The JWs believe the Bible is a handbook. It's not. Under the law of Moses, self defense was looked upon as completely allowable. There were certain restrictions, such if an intruder entered your home at night, the homeowner could assume the intruder was willing to take a life if discovered. If caught during the day, however, killing him would be manslaughter unless some disability on the part of the homeowner was a mitigating factor. An old man could probably mitigate taking the life of a younger and much stronger man.

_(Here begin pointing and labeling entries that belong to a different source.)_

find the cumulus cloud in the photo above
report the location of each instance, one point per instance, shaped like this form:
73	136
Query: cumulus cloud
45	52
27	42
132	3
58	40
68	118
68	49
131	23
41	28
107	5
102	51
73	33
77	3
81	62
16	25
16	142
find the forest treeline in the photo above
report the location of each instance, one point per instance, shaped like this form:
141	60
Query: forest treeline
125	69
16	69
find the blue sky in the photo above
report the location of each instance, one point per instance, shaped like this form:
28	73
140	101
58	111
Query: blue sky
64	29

The New Testament was primarily written to the churches and religious leaders. Self defense can certainly be shown to be allowable in the sense of, if you don't have a sword, sell your cloak and buy one. Back then, your cloak was essential to your survival against the elements, and most people only had one, while the wealthy had several. Still, there's no specific prohibition that I'm aware of where one is forbidden to defend one's self and family. In fact, any man who wouldn't defend himself and his family is a coward, and any woman who wouldn't defend her children is equally as detestible.
In one case in the mid-west, a man was advancing on a woman with a handgun. She couldn't bring herself to shoot and the intruder knew it. So as she stood there shaking, he advanced on her, grinning. Then things changed. Her young 4-year old son came into the room and the intruder turned to grab him. Before he could take a step, she emptied the six-shot revolver into him, killing him on the spot. She couldn't shoot to save herself, but her child was different.

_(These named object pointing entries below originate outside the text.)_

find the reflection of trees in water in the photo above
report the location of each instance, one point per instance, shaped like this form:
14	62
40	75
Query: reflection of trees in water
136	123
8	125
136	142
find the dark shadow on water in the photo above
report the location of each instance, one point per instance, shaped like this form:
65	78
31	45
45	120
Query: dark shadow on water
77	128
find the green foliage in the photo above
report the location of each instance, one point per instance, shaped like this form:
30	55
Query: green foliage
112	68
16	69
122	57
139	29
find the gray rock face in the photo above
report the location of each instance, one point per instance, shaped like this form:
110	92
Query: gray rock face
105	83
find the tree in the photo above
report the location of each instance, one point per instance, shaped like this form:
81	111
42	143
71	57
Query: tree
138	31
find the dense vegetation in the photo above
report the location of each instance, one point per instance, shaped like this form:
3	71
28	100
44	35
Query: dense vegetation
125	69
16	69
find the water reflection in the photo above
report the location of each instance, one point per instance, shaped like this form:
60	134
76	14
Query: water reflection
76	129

I've often thought about that woman and what happened in her future. I just know the intruder should have left as soon as the child came into the room.
As a journalist, a number of years ago I interviewed a former burgler turned security consultant. When I asked him what caused him to give up his life of crime, he told me he was in someone's home one evening, a heavy cloth bag at his side in which he was putting various goodies. "I didn't think anyone was home," he told me. "I was a burgler. If I'd wanted to meet people," he added, smiling, "I would have been a mugger." As he was dropping things into his bag, he said, he heard the scariest sound a burglar could hear. "It was the sound of an automatic pistol chambering a round." He couldn't tell exactly where the sound had come from, but it was enough to cause him to flee, leaving his bag in the person's living room. "I never burgled after that," he said. Like anyone else, intruders can be scared. "It's not like it is in the movies, where the bad guy is all but invincible." The homeowner might have been frightened, he said, but for him it was a "lifechanging event."

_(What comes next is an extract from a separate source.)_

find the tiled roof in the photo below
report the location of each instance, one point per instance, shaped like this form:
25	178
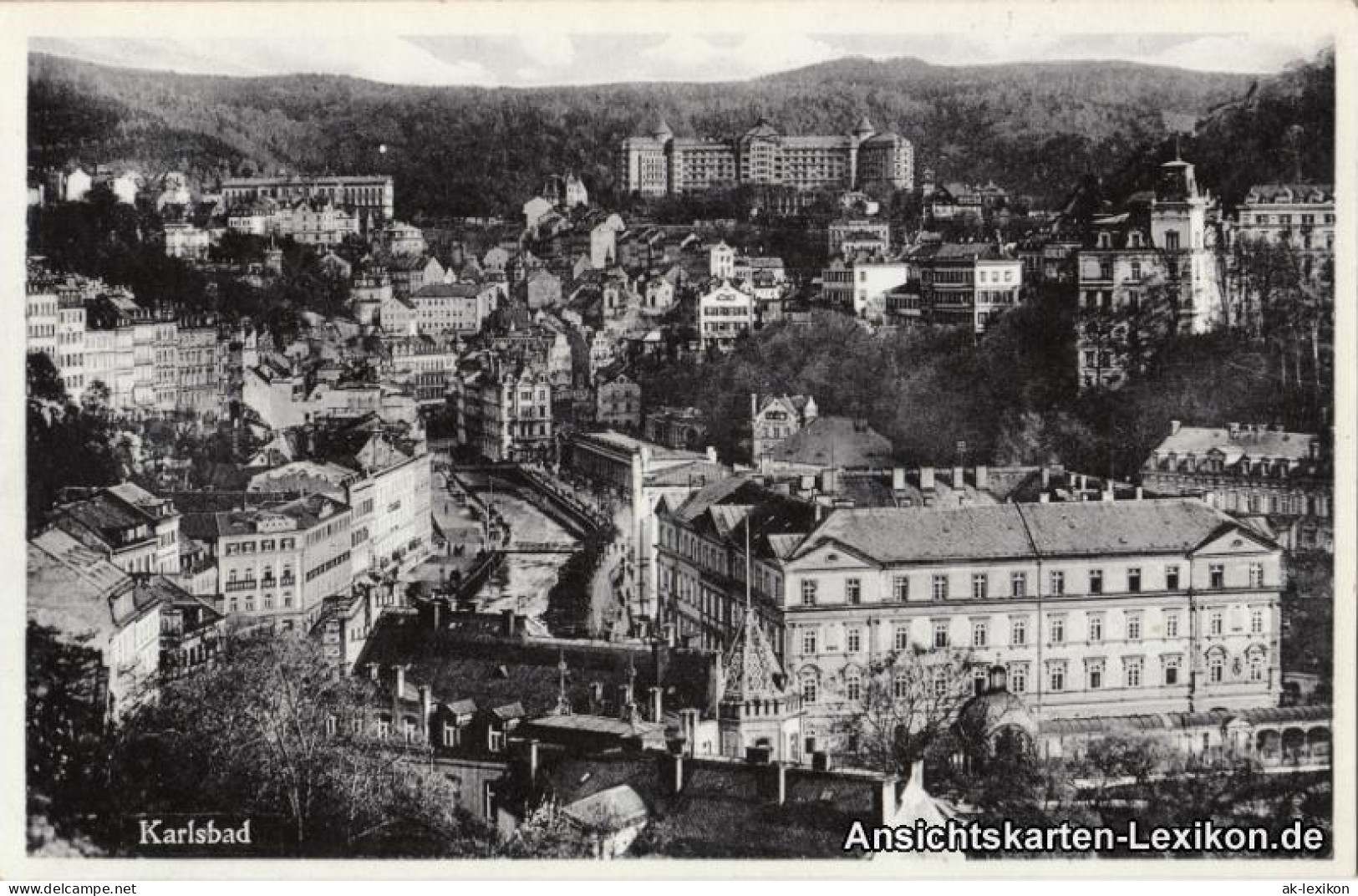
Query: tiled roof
836	440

Guns? I pity those people in the U.K., Australia and Canada. I was surprised to learn that many people in the U.K. were buying deactivated handguns and rifles and paying more for them than we Americans are paying for the real guns. It's a right we cherish and we certainly don't want to go down the path of Australia. Forty-five years ago, one could go into a store, buy a gun, box of ammo and a cleaning kit, take it home and no one batted an eye. The last time I bought a handgun, I was treated like a criminal. It took me hours to fill out the paperwork, and when I returned a week later after a background check, the clerk wrapped it up like it was a bomb and stapled up the paper bags the gun was encased in. Then they escorted me to the door and told me to put it in the trunk. They also wouldn't sell me ammo at the same time as the gun. This wouldn't have happened in the South, but in my state, if it weren't for the U.S. Constitution, I think guns would be illegal.
But everyone has the right to self defense in my view.